Some also think the Republicans, by trying to cut or eliminate programs they don't like, have blunted the credit they should be getting for cutting about $10 billion from the current year's budget already.

"I am concerned that they have allowed a few, big, symbolic issues to drown out in part this message that we have not made our own case for our success," said former Minnesota Rep. Vin Weber, who is close to Republican leaders in Congress. "We have cut spending for the first time, maybe ever, and yes it is a drop in the bucket compared to the big budget. But it is getting lost in the arguments about all these high-profile, emotional issues, and it does worry me."

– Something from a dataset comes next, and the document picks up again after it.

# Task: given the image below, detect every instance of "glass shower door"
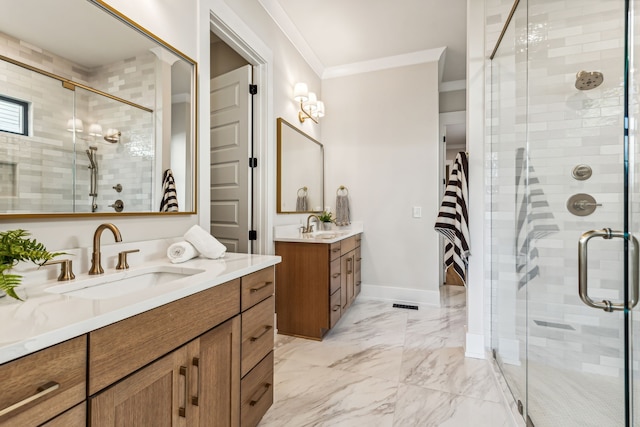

Many of these side skirmishes have come through "riders" attached to overall spending proposals. Weber said he does not agree with Democrats that there should be no riders, and that he understands why the fights are important to some representatives on his side. But the focus on them, he said, has allowed Democrats to use well-honed tactics of attacking Republicans as uncaring and extreme.

Speaking at the American Enterprise Institute last week, Fazio said Republicans would have been far better off proposing percentage cuts across the board.

"It certainly has been helpful to the Democrats," Fazio said, "‚Ä1/8and I think it has stimulated a counter action on the Democratic side that has been lacking. Their base hasn't been energized.

"But the bottom line here is that Republicans would have been better off doing across-the-board cuts," he said. "They are always hard to pinpoint where the impact will be. Everybody thinks government is so big (that) we can reduce it in size. But when you get into specifics and start talking about ... (relatively minor) amounts of money just to make a political point, I think you are way off message."

But the single-issue budget fights continue. On Monday, the anti-abortion political action committee Susan B. Anthony List released statements from four potential GOP presidential candidates supporting the elimination of funding for Planned Parenthood. That statement was made the same day Obama, a defender of Planned Parenthood, announced he would seek a second term in 2012."

http://www.statesmanjournal.com/art...9/opinion/Ideological-cuts-could-backfire-GOP

The GOP could be heading for a swing and a miss.